Browse segfaults on start on XO-1.75 until reboot

[carrott]

XO-1.75. 12.1.0 build 18. Browse 140.

Booted XO, started browse, browse appears briefly, then dissappears. Segfault in thelog (see attached). I've seen this several times on different laptops on Build 12.1.0 build 18 on XO-1.75. This happens on every attempt to start browse until the laptop is rebooted.

Caught with gdb by attaching during startup with

gdb python ps -ef |grep webactivity | grep -v grep | cut -c 11-14 | tee gdb-session.txt

see attached for backtrace and logs.

[carrott]

browse log with segfault

[carrott]

gdb session with backtrace of segfaulted browse

[dsd]

This could be ​https://bugs.webkit.org/show_bug.cgi?id=90957

[dsd]

replacement /usr/bin/sugar-session

[dsd]

I uploaded a /usr/bin/sugar-session which can be used to hopefully reproduce this issue. It starts browse automatically when sugar starts, waits a while, and if Browse has quit/crashed then it leaves the system running. Otherwise it automatically reboots and the cycle repeats.

[greenfeld]

Prior to the segfaults occurring, was Browse used to visit any website?

Newer versions of Sugar restart the last Journal entry for Browse by default unless you choose to start a new session from the right-click menu.

Browse tries to open the last accessed URL when started from a Journal entry. So unless you tried to start a new instance each time, Browse kept going back to a page which potentially crashed it.

[dsd]

We can reproduce this by opening browse on google.com/search?q=test or just by running /usr/libexec/webkitgtk3/GtkLauncher (which loads the google homepage).

This can be reproduced on:

• webkit-1.8.1 with OLPC patches (shipped in 12.1.0 build 20)
• webkit-1.8.1 from F17
• webkit-1.8.1 on F18

Can't reproduce with:

• webkit-1.9.3 on F18
• webkit-1.9.5 on F18

more detailed trace with debuginfo: ​http://dev.laptop.org/~dsd/20120822/3776bt.txt

full trace: ​http://dev.laptop.org/~dsd/20120822/3776btfull.txt

It's not related to the above webkit bug (#90957) because webkitgtk doesn't use parallel GC in the 1.8 series. It might be related to ​https://bugs.webkit.org/show_bug.cgi?id=56115 - but the code is so different from the bits changed in the fix its hard to say.

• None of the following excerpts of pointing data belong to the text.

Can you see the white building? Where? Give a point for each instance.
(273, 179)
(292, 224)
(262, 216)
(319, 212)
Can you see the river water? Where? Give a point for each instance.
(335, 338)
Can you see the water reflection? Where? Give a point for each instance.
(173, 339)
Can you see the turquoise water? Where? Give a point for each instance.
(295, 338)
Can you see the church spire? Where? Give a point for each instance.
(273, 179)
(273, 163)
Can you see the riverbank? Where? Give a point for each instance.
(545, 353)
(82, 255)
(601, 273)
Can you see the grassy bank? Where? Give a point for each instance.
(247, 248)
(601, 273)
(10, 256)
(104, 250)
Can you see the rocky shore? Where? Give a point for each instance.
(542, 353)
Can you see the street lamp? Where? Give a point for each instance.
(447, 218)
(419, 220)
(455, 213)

Next steps are to build 1.8.3 in case its fixed there (in progress), and also to build with debugging assertions enabled in case that gives clues. As each build takes more than 10 hours this will take a while.

[dsd]

1.8.3 is still affected.

This is fixed in ​http://trac.webkit.org/changeset/109059

[dsd]

This scratch build should include the fix: ​http://arm.koji.fedoraproject.org/koji/taskinfo?taskID=1086528

It still has a good few hours left on the build before its ready. I won't be back until Monday afternoon to act on the results.

[greenfeld]

The scratch build solves the Google resume case, and does not seem to have ill effects in casual usage.

If this continues to work we will also need a x86 build.

[dsd]

The patch won't affect x86 (where the JIT is used) and the original bug was against XO-1.75. Do you have any reason to believe that we see this issue on x86?

[greenfeld]

There have been rare cases when I have gotten the XO-1.5 web browser to crash. This often takes 15-30 minutes of Web browsing to cause and I have not come up with a reproducible approach to it yet.

If this codepath is not hit on x86 then we do not have to worry about it then.

[dsd]

OK. This is fixed in webkit-1.9 and proposed for inclusion in webkitgtk-1.8.4. The fix will be included in the upcoming OLPC 12.1.0 build 21.

[greenfeld]

Fixed in OLPC 12.1.0 os21. Tested by attempting to resume to a Google search result page.